Went to 3rd Ave to catch some ebb-tide swell. Some people were rigging
4.7; I rigged 5.2/Tiga257. When I started at 3:15, that was enough to
plane from near the shore, and plenty of power in the channel. The
weird thing was that the swell in the channel was total hash, coming from
three different directions. It would get up to 3-4 feet, but only when
two or more swells from different directions intersected. The
interesting thing is that in terms of providing the steepest launching
ramps, this is actually better than 3-4 foot, smooth, well-organized
swell. The down side is that the ramps appear only about a second
before you hit them.

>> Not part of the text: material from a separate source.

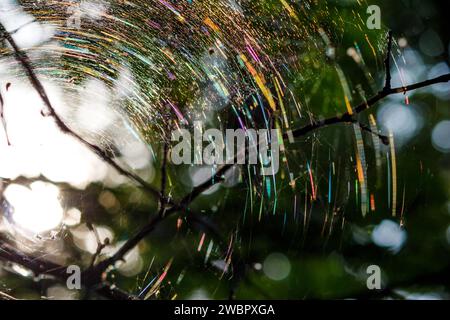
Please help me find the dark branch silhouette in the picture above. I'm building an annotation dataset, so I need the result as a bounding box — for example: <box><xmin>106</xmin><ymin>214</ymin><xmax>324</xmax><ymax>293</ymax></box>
<box><xmin>0</xmin><ymin>24</ymin><xmax>450</xmax><ymax>299</ymax></box>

I had some nice jumps and one really spectacular
nose-first, pile-driver landing that I think Dan and Jeremy saw. I
think it was on that landing that I heard a seam tear on my sail - not
from me hitting it, just from the violent landing impact.

The wind died back a bit after a while; I was marginally powered, but
the 4.7's were slogging a lot. After a little rest, I ran into Michael
Schuh, and we went out in the very flat 2-4 feet of water inside and
Michael coached me on duck jibes. After adjusting to the longer boom
(I've only done them on a 4.2 and a 3.7 before) I got the port-tack
jibe going, and eventually made my first-ever starboard one. Thanks,
Michael!

The wind was getting light from about 5:00 on; we sailed until 6:15,
but the next day I was very stiff from all the pumping we were doing.
The SFO reports looked like a total disaster day:

1351 SFO 68 53 320 18 . 30 30.01 clr /few st 11 hnd nw-n/705 1600/
1450 SFO 69 54 320 13 . 30 30 clr /st nw/
1550 SFO 69 53 290 16 . 15 29.99 clr /st nw/
1650 SFO 68 54 290 14 . 12 29.98 clr /st sw-w-n/ 808 1600 71/
1750 SFO 65 54 280 13 . 12 29.97 clr /st sw-w-n-ne/

but in fact the fog was streaming past the airport pretty well across
the bay by 6:00. I don't know how to reconcile this with the 18-22 knots
we had at 3rd from 3:00 to 6:00.

port duck jibes: 5/10
starboard duck jibes: 1/10

========== Sun 22 Aug 94

Saturday was apparently great, and I went to 3rd expecting more of
the same. Had to get there early to get a space - by 1:15 the lot
was 3/4 full. Alas, the wind was less than hoped for. So we the
hopeful hung around, watched one wind dummy on a 4.7 slog out and swim
back, and another on a 5.0 go outside and plane in the channel for half
an hour. When the 5.0 returned and proclaimed it "fine", the beach
emptied and rigging erupted.

I rigged 5.2/8'5 (Tiga257) only to find that the wind had backed off by
the time I was ready. No matter, I put on my 8'8 and went out with
JackG. We took off at 2:45 and right from the shore had a
fully-powered blast halfway to the channel... where it died. Not just
slog-died, but fall-in-the-water-and-wait-for-enough-to-waterstart died.
And that was the way it went for the next hour and a half. There was
no pattern, no place where it kept going, it just came and went, often
in 10-second intervals. Truly among the worst wind conditions I have
sailed in, made much worse by JackG and KenB blasting by me periodically
on their larger sails (for their sizes).

I struggled with that until 4:30 and then decided this was all we would
get, so I rigged up to 5.7/8'8. The wind promptly notched up and made
me wish for the 5.2. At this point, it also was strongest near the
shore. We had 70 or so sails on the water right in front of the launch,
making it look like sailing in the Gorge. Will and I sailed near shore
for a while, then followed the wind as it shifted out to the channel.
I decided the 8'8 course slalom was a bit wild in the wretched
washing-machine swell and went back for the 8'5. This worked
surprisingly well with the 5.7 sail. I sailed in the channel until it
started to drop, then managed a just-barely-planing ride all the way
back to the shore. (I was especially pleased not to have to slog that
board back - it sinks to about mid-thigh.)

So we had plenty of sailing, just not the lovely swell and 4.7 wind
we were hoping for. Timing, I guess.